Why aren't video game actors treated like stars?

Saint_Dee

The Phantom Poet
When Nathan Fillion says you're disposable, it tends to stick with you.

For voice actor Jen Taylor, that moment came when Fillion, star of Firefly and basically geek culture's handsome older brother, dropped by her hometown of Seattle to record a few cameo lines for what would soon become 2007's best-selling video game, Halo 3.

The Halo series may take place on alien worlds, but it's created in an alternate dimension, one in which, for now, Hollywood stars have the bit parts and little-known voice actors are the stars. And in Halo's quadrant of this universe, one of the biggest stars of all is Taylor. Most days she is a charmingly sarcastic stage actor, but a few times a year she creates the voice of Halo's enigmatic digital muse, Cortana.
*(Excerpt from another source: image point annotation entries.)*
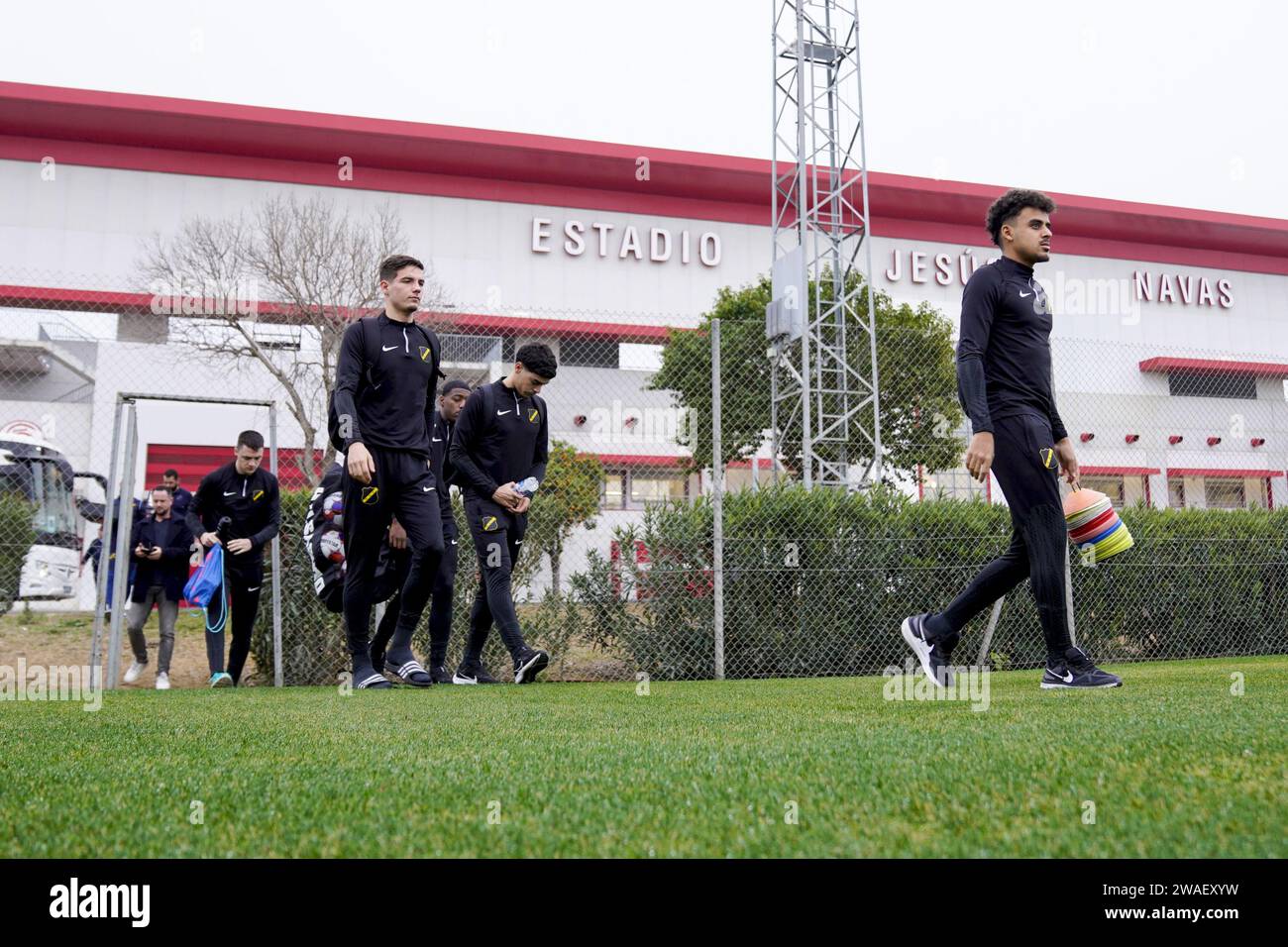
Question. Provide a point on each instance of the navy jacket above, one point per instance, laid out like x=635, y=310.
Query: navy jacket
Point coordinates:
x=171, y=570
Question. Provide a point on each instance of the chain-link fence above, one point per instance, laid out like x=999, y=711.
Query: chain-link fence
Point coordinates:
x=621, y=573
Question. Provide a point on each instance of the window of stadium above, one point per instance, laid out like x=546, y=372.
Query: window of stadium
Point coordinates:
x=657, y=487
x=1201, y=384
x=1112, y=487
x=1224, y=493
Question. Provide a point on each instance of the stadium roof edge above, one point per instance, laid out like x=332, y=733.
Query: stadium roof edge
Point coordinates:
x=151, y=133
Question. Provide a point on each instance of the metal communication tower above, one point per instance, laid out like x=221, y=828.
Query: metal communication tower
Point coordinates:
x=822, y=344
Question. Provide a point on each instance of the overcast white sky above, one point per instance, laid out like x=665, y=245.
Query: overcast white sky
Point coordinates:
x=1175, y=103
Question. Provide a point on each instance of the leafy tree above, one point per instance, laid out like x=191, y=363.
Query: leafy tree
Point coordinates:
x=568, y=497
x=917, y=381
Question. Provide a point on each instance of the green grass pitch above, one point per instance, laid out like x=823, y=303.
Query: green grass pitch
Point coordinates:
x=1173, y=763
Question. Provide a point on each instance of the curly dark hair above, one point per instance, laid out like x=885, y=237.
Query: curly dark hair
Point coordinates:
x=1010, y=204
x=390, y=265
x=539, y=359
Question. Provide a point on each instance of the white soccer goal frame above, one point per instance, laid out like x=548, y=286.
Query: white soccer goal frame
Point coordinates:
x=120, y=483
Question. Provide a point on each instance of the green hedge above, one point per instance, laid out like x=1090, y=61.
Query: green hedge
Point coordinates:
x=818, y=582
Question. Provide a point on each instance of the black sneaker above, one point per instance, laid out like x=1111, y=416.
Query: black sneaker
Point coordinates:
x=473, y=673
x=366, y=678
x=1077, y=672
x=411, y=672
x=932, y=652
x=528, y=664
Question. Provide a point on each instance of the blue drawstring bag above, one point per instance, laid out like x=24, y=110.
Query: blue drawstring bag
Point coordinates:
x=206, y=587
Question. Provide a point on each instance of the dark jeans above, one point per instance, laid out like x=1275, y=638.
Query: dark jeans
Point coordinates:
x=137, y=617
x=1028, y=474
x=403, y=486
x=497, y=535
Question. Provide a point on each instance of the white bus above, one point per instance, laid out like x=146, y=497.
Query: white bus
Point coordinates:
x=39, y=474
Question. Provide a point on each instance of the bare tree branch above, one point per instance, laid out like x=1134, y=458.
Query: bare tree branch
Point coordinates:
x=304, y=264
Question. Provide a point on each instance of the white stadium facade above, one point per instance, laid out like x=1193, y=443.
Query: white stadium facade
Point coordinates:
x=1171, y=325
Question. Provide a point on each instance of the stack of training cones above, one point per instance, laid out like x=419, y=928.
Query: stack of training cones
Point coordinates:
x=1093, y=521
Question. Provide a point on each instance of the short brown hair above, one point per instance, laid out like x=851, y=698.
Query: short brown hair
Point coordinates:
x=250, y=438
x=391, y=264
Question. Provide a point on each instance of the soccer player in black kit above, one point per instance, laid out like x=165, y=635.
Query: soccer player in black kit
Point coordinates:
x=245, y=493
x=450, y=402
x=1004, y=381
x=385, y=379
x=501, y=438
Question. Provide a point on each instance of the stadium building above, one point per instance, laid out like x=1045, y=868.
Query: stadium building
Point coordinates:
x=1171, y=343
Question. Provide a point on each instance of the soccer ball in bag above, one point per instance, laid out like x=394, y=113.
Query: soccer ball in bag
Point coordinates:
x=333, y=508
x=333, y=545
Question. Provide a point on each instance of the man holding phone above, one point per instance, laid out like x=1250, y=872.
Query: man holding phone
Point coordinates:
x=246, y=495
x=501, y=441
x=160, y=547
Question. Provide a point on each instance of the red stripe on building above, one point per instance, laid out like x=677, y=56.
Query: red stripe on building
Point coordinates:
x=1089, y=471
x=1219, y=472
x=1220, y=367
x=214, y=140
x=62, y=299
x=193, y=462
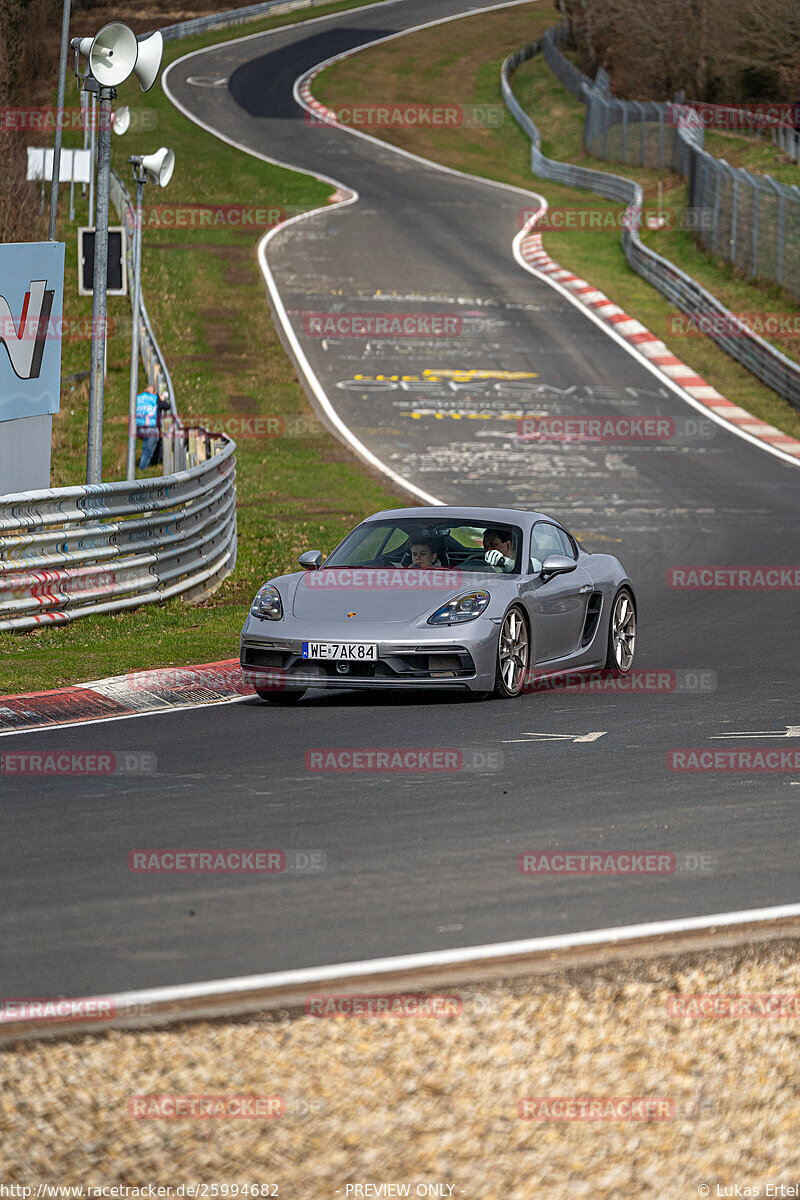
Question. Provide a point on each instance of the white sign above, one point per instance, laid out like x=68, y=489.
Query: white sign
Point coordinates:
x=31, y=293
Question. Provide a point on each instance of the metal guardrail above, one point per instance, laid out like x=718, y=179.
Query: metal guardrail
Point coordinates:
x=768, y=364
x=67, y=552
x=71, y=551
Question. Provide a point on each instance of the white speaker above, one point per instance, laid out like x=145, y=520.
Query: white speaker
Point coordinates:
x=151, y=48
x=113, y=54
x=121, y=119
x=160, y=166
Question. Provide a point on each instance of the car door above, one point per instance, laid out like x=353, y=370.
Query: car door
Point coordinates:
x=558, y=605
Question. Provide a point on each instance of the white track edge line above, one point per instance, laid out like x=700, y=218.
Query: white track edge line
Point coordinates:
x=124, y=717
x=314, y=383
x=465, y=955
x=527, y=231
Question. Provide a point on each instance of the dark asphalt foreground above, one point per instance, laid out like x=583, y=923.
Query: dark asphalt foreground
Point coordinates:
x=419, y=862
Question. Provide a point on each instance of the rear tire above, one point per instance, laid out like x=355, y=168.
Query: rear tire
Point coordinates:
x=513, y=655
x=621, y=634
x=283, y=699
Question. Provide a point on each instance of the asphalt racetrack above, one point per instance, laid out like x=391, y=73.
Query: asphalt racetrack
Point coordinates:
x=428, y=861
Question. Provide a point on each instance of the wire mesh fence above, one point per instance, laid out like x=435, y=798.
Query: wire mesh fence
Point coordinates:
x=764, y=360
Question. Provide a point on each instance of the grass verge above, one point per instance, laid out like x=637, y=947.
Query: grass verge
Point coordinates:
x=427, y=69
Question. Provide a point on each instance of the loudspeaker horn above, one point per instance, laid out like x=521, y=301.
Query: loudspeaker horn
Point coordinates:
x=160, y=166
x=121, y=119
x=113, y=54
x=151, y=48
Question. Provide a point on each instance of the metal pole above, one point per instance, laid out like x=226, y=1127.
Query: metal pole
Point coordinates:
x=97, y=369
x=134, y=334
x=59, y=115
x=84, y=120
x=92, y=133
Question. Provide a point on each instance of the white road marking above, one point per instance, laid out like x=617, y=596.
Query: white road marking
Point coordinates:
x=792, y=731
x=557, y=737
x=308, y=976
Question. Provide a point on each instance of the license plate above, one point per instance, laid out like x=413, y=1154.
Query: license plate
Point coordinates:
x=347, y=652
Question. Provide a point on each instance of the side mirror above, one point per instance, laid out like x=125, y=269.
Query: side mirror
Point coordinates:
x=557, y=564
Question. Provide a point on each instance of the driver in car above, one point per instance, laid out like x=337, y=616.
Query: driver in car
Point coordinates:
x=498, y=552
x=425, y=556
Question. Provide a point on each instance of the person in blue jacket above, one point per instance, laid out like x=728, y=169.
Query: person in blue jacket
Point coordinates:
x=148, y=412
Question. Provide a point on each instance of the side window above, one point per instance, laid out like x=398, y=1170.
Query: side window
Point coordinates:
x=548, y=539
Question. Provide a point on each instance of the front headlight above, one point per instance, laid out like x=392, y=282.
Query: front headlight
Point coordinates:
x=266, y=604
x=461, y=609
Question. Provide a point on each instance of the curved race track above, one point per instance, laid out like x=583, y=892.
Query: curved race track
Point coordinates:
x=423, y=862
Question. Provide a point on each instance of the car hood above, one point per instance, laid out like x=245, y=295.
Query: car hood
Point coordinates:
x=391, y=595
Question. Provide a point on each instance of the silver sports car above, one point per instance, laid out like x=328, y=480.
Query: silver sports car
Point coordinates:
x=481, y=600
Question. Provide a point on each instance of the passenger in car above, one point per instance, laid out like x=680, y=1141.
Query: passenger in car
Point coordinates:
x=498, y=553
x=425, y=556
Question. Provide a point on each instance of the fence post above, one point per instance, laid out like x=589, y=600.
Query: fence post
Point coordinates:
x=781, y=221
x=753, y=269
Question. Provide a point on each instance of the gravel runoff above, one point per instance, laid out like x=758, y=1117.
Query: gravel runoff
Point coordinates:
x=429, y=1107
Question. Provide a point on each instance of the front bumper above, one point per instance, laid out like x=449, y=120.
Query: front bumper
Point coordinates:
x=462, y=664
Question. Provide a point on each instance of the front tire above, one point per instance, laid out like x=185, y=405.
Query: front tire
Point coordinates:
x=513, y=655
x=621, y=634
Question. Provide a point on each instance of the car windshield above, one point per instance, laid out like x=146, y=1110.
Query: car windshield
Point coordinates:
x=421, y=544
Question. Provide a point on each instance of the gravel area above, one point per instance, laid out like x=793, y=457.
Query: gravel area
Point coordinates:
x=373, y=1107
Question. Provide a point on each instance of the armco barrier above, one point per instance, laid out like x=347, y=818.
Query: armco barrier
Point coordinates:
x=768, y=364
x=71, y=551
x=235, y=17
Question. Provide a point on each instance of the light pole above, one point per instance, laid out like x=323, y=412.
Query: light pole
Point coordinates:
x=157, y=168
x=113, y=55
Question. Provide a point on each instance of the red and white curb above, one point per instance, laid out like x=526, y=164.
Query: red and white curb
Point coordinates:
x=128, y=695
x=656, y=353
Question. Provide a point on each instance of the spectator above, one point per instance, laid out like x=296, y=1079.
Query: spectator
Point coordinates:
x=148, y=408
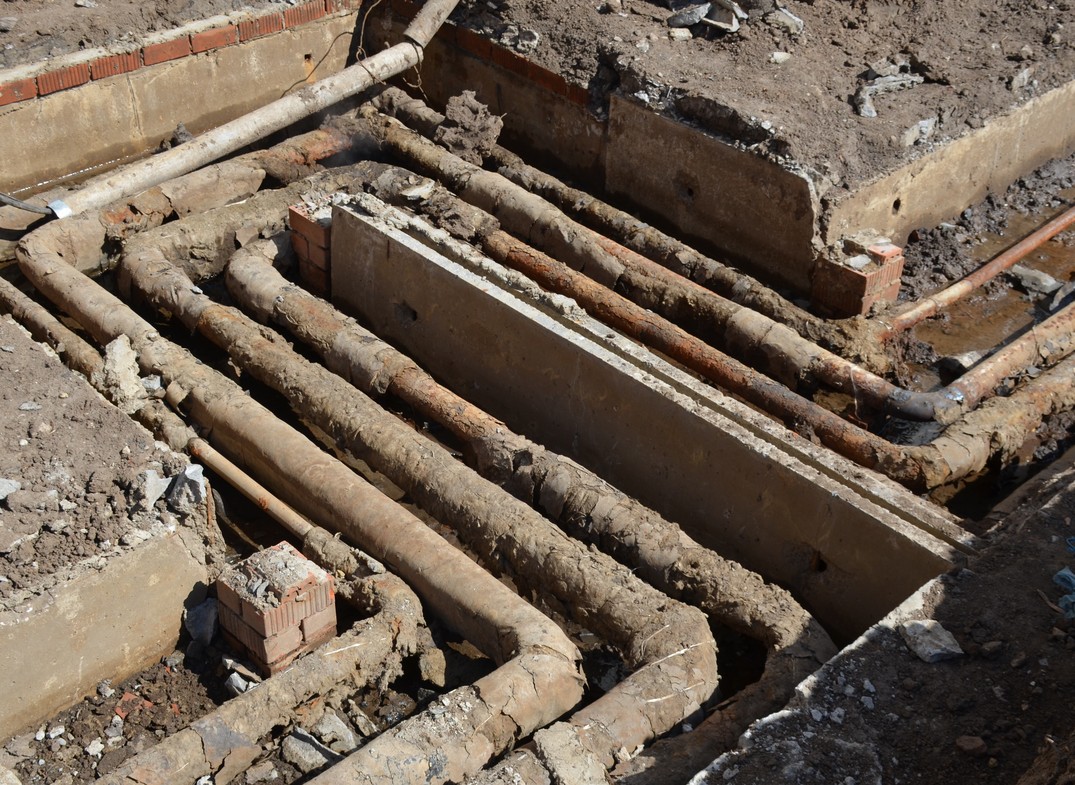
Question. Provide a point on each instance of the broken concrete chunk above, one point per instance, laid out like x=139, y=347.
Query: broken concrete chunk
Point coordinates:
x=929, y=640
x=689, y=15
x=305, y=753
x=8, y=487
x=335, y=733
x=1034, y=282
x=864, y=96
x=118, y=377
x=149, y=486
x=188, y=489
x=786, y=20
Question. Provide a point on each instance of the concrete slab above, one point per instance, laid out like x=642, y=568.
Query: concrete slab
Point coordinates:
x=851, y=544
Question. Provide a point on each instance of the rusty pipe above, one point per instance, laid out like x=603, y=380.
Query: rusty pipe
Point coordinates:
x=933, y=303
x=538, y=680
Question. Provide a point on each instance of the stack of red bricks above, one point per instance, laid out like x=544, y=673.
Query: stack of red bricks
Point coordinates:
x=855, y=285
x=311, y=231
x=276, y=605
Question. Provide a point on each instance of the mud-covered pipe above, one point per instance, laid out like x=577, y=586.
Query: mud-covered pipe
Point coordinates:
x=538, y=680
x=934, y=303
x=85, y=240
x=636, y=234
x=777, y=350
x=226, y=741
x=272, y=117
x=669, y=643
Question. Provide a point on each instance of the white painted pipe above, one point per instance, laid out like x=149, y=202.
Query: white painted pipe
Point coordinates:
x=260, y=123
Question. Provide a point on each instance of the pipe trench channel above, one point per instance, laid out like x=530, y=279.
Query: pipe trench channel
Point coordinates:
x=564, y=537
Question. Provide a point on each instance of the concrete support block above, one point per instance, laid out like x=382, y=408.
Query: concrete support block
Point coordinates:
x=848, y=542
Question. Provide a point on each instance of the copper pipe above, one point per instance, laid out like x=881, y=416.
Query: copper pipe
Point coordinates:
x=932, y=304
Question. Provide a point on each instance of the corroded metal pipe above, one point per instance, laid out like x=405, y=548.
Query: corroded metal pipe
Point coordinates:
x=934, y=303
x=538, y=679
As one of Cortana's millions of fans, Fillion didn't miss his chance to chat up Taylor, though he left her with a lingering piece of cautionary advice: Don't get comfortable.


"Nathan Fillion said to me, 'If you don't do one of these games, fans are going to be upset, but they're still going to buy the game,'" Taylor recalls. "There's only so much footing that you have as a voice actor. I don't know if it's because you don't see us physically or what."

To put Halo's success — and Taylor's low public profile — in context, think of it this way: She is the most frequently recurring and plot-central actor in a franchise that has earned well over $3 billion, an amount equal to the combined global box office sales for the entire Lord of the Rings trilogy.

But Fillion is right. She, along with each of her hard-working peers in the competitive world of video game voice acting, is disposable. They have no cultural cachet, no star power to lend. They have become the new generation of entertainment stars, yet they remain largely unknown, uncelebrated and uncompensated for the global success of their work.

And most dangerously, their universe seems to be colliding with another reality: one in which Hollywood A-listers claim all the good seats at the table, leaving even less of what little money there had been to go around.

In an industry where annual sales have doubled over the past decade and blockbuster games are expected to bring in $1 billion each, the top video game voice actors are still paid by the hour for the time they spend in a recording studio, and that's it. No big bonuses. No percentages of sales. None of the "residual" payments that can make other acting gigs, even 30-second TV commercials, so lucrative over time.

"Someone asked me if I get paid residuals," Taylor says. She half-laughs, half-sighs at the question. "I'd never have to work another day in my life."

The best voice talents in the industry are lucky if they can negotiate an hourly fee that's twice the minimum wage guaranteed by their unions. (Voice actors are essentially paid $200 an hour to do up to three video game voices, while a TV commercial voice-acting gig would pay the same actor a minimum of $300 an hour, a bonus of $1,000 or more if the ad airs nationally and online, and offer them additional payments called residuals if the ad keeps running for a long time.)

Meanwhile, more and more game developers are giving the key roles to Hollywood stars for considerably larger sums, eating up budget and parts that could go to professional game actors.

That leaves many wondering if video games could go the way of big-budget animated films, which have sidelined voice and stage actors alike ever since Robin Williams hammed it up as the genie in Disney's 1992 Aladdin. Can you name the actor who voiced Ariel in 1989's The Little Mermaid? Almost surely not. It was soprano Jodi Benson. She's also a video game actor.